August 11, 2005
Po-Mo Christianity

I've recently run across some discussion of "the Emergent Church" and that this is related to the post-modern movement within Christianity. I've read a very little bit about this post-modern movement, and I have to admit, I don't get it. I've read some articles at the on-line magazine Next Wave and participated in some forum discussions there (though I could no longer find forums there on a more recent visit) and I have not been able to get a clear understanding of what they are talking about.

A lot of what I'm hearing there sounds to my ears much like other Evangelicals. So what distinguishes them? I have read that this is a reaction against the Modern movement (which, I guess, is what I subscribe to, since I'm a "Modern Liberal" Christian), but I haven't found a clear example of what they are rejecting that goes beyond modernity. Most of what I've read sounds more like going back to the Fundamentalist point of view.

I was told in a chat environment that the Emergent movement, I'm sorry, "conversation" has grown as a split from Fundamentalist churches as a rejection of their too strict insistence on biblical literalism, but as I understand it, the Modern movement was exactly this rejection of biblical literalism. So do the Emergent/Post-Modern churches view the Modern point of view as having gone too far? Wouldn't that make them "semi-Modern" instead of Post-Modern? Wouldn't something that is post-whatever go beyond that "whatever" instead of saying "no, that went to far, we're going to back off from that position"?

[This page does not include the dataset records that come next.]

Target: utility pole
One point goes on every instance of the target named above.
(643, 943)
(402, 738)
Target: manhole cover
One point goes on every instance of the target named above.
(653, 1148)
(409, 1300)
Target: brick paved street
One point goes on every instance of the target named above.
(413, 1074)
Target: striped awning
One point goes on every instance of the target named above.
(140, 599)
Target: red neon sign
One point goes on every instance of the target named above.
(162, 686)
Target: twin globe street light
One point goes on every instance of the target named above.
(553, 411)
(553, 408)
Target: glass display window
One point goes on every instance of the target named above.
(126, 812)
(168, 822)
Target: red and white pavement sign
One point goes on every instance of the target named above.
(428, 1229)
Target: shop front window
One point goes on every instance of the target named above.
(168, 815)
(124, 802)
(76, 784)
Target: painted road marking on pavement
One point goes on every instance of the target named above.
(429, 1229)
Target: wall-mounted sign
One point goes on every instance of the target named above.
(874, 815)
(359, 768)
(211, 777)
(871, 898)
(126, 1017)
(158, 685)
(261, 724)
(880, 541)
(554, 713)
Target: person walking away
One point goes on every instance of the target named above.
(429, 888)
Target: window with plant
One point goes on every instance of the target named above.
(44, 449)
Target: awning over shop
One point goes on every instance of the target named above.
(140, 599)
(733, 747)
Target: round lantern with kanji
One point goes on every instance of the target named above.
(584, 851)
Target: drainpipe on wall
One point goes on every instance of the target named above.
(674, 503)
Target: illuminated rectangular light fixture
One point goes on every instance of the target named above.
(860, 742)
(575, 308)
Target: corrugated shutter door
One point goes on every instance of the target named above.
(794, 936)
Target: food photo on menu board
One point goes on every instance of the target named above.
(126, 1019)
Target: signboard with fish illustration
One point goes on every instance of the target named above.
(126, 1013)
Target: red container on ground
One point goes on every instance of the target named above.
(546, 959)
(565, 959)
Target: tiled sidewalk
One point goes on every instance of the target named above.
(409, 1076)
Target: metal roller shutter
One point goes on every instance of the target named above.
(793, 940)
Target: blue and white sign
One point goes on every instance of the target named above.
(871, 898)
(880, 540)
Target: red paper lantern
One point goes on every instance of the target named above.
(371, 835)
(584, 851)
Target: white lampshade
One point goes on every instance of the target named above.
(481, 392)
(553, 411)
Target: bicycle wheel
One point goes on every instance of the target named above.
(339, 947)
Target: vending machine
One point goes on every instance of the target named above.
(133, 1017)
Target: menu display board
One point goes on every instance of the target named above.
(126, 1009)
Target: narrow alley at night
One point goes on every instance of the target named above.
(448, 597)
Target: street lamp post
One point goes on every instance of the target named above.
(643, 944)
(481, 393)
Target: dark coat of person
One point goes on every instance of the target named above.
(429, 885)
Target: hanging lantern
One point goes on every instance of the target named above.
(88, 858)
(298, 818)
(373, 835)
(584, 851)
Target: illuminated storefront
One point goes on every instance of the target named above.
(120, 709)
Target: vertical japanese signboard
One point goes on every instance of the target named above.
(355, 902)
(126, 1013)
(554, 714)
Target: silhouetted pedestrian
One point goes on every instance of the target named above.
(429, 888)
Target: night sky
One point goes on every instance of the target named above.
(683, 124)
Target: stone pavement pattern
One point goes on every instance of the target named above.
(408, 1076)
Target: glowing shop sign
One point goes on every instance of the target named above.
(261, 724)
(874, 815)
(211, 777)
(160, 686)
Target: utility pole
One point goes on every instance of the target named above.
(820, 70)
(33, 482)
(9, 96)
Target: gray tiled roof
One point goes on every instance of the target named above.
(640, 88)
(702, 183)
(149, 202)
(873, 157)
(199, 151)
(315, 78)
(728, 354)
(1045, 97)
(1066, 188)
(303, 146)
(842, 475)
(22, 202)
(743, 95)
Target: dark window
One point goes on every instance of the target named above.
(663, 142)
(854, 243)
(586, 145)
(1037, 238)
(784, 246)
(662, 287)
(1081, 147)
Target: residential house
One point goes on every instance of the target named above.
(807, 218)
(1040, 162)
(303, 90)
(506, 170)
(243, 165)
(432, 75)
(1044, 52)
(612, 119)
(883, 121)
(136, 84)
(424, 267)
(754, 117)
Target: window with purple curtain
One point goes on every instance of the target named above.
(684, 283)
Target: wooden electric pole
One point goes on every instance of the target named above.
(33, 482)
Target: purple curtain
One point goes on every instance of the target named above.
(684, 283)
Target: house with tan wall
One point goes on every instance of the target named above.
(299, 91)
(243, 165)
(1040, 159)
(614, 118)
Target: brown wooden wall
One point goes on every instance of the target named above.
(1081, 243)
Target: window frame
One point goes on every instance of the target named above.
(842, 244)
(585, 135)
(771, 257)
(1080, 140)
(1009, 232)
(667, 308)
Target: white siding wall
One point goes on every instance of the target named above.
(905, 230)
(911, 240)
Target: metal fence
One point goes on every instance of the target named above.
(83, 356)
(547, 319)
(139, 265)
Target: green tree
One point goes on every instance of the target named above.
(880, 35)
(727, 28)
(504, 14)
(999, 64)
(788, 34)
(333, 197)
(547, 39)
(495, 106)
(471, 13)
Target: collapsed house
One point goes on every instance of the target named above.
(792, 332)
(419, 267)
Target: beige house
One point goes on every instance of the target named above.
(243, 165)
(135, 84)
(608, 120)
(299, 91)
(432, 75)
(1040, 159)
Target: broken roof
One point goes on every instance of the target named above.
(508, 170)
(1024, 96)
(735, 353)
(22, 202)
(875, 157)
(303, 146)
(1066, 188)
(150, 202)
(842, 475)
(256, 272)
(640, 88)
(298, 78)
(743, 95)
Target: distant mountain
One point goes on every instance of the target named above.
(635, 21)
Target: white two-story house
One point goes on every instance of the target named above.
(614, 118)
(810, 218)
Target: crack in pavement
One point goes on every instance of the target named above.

I like Meg Jenista's term "Fundagelical" which seems to me to fit what I'm getting from these Emergent/Post-Modern writings:

1. Fundagelical. def. n. a person who claims to be an evangelical but whose eschatology and reticence to engage with the real world belies their claim and places them solidly in the fundamentalist camp. Used in context: "The Fundagelical said she wasn't a dispensationalist but a progressive dispensationalist." adj. churches/institutions that remove denominational affiliation from their name in favor of friendlier, more obtuse words like "community" without making the necessary re-evaluation of the theology which continues to inform their beliefs and instruction. Used in context: "My church used to be a 'Baptist' church but now we are just a Left-Behind-toting, Republican, independent, homophobic, conservative, tee-totaling 'Community' church."

Surely I'm just misunderstanding this complex movement which seems to have a lot of people talking, both for it and less impressed by it.

Since I'm specifically interested in hearing a coherent explanation or getting pointers to a good resource (preferably on the net), I am enabling comments for this post. I notice my counter going up faster than is explained by the times I check my site to see if my counter has advanced, so I suspect someone, somewhere is reading this. I hope it is someone who might know something about this and not just comment spammers. Let me know your thoughts. Please.